Overington described the potential dominance of the ABC as “scary” because if commercial media fell over, then that would leave the ABC as the only news source. Countries that had only one government funded news source were generally not the kind of places she would want to live in.

Then came the fightback from Fairfax’s Crabb, who shot off with “at least we are still profitable. We are not in as much trouble as you will be once your great leader drops off the twig.”

And later Crabb added: “I think it is wonderful that your survival strategy depends on the robust genes of a 78 year old.”

General laughter.

But the truth, of course, is that they are both right. Both News Limited’s The Australian and the Fairfax broadsheets are in long term, or even short term, trouble. And the ABC is looking increasingly important and dominant – as well as being the main threat to any pay wall news media models.

And it is also true that there is something worrying about this. I like the ABC and believe in an increased role for public broadcasting. But there is a legitimate point behind the several speakers at Media 140 today who have asked how the profession of journalism will survive if so many outlets, not least the ABC, increasingly solicit content from the audience, gathered for free.

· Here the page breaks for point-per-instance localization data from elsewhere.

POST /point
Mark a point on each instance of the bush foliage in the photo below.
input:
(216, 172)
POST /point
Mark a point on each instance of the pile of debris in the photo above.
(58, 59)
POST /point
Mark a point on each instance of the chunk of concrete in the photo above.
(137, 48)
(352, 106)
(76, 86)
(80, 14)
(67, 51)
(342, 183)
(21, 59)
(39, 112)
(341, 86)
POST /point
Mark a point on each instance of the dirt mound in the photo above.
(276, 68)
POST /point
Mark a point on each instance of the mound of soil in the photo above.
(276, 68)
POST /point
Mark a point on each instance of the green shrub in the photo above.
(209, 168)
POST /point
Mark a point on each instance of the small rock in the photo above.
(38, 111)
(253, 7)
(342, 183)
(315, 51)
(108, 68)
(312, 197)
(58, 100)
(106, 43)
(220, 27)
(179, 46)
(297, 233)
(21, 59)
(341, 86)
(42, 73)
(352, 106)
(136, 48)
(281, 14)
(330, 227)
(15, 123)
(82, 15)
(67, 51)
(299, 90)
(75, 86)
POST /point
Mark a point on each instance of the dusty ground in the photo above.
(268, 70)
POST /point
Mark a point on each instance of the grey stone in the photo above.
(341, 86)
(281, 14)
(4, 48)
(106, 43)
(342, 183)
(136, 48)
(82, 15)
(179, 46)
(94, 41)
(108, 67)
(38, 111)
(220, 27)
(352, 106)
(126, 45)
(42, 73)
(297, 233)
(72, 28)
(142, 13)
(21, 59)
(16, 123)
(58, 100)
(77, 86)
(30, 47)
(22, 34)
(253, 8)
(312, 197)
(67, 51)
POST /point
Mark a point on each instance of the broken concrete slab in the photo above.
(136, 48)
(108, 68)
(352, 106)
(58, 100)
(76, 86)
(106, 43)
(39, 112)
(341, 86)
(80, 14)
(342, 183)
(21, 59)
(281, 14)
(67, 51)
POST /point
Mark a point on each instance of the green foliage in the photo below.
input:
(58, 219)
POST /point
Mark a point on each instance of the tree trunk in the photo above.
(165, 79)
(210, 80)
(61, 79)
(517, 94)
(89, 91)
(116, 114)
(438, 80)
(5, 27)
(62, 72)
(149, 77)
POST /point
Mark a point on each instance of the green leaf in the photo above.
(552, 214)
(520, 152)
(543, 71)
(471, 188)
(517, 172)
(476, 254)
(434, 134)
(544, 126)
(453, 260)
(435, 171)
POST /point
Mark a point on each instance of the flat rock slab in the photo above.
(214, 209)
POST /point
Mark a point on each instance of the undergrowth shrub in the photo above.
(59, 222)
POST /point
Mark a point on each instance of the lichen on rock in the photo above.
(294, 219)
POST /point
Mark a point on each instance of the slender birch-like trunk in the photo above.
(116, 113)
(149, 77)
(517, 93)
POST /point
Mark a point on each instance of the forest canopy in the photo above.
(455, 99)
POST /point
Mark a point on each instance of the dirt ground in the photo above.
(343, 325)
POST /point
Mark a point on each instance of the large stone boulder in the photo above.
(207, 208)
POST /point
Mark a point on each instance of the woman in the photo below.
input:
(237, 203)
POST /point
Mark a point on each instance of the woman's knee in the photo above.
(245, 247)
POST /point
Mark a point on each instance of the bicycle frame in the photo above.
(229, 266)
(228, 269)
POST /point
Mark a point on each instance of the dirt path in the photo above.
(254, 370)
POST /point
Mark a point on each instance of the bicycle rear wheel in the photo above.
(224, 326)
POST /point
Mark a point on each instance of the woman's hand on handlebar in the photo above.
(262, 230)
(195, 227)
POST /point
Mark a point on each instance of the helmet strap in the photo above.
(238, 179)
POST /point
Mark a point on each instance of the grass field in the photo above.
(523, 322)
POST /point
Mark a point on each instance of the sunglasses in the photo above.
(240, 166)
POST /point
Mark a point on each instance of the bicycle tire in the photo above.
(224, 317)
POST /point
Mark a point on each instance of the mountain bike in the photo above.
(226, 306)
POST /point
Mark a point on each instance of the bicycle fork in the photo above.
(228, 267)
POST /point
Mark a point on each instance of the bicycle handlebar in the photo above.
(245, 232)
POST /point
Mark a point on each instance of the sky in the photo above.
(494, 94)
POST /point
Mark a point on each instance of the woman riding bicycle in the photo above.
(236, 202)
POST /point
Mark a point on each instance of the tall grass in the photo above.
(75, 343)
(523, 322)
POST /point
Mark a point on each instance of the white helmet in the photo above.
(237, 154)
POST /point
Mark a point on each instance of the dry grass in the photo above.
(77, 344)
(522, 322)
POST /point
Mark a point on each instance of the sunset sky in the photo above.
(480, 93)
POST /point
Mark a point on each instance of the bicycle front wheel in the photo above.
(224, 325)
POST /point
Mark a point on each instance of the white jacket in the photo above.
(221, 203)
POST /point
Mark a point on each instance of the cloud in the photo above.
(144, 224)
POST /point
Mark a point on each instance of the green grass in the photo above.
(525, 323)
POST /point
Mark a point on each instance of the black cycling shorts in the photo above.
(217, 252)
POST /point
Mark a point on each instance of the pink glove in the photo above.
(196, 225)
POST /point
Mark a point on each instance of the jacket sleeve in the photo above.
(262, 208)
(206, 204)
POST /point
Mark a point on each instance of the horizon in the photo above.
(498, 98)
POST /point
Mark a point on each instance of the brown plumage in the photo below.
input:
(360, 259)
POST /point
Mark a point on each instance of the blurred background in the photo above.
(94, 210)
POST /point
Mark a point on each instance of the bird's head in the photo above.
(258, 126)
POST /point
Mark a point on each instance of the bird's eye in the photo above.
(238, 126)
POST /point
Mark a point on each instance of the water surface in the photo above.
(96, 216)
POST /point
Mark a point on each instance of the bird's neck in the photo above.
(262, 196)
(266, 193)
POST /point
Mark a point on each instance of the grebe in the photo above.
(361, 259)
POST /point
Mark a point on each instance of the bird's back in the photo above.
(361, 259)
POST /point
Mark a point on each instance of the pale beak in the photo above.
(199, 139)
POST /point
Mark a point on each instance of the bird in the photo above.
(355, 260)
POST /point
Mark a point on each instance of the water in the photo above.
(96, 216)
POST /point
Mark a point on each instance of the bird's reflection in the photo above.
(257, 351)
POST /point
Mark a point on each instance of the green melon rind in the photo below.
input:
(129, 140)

The point I made in my session this morning is that while journalism will become more of a practice and less of a profession, and something that many more people will do, there are some kinds of journalistic dirty work that we will have to find ways of supporting if they are to be done consistently and with experience and expertise.

While Overington’s apparently uncritical  intense identification with her employer took me by surprise, there is no doubt she is entitled to talk about the difficulties and expense of professional journalism, having done many of the hard yards behind the breaking and pursuit of the Australian Wheat Board story at a time when that brought a heavy cost in antagonism from the Government. Could any organisation other than a large, powerful journalism factory have pursued and broken and backed that yarn in the teeth of attacks from the most powerful in the land? I doubt it.

And let’s not forget that it is a long while since the ABC broke a story that big. Let’s not pretend that all is well with the ABC’s journalistic culture, even as its boss emerges as an impressive industry leader.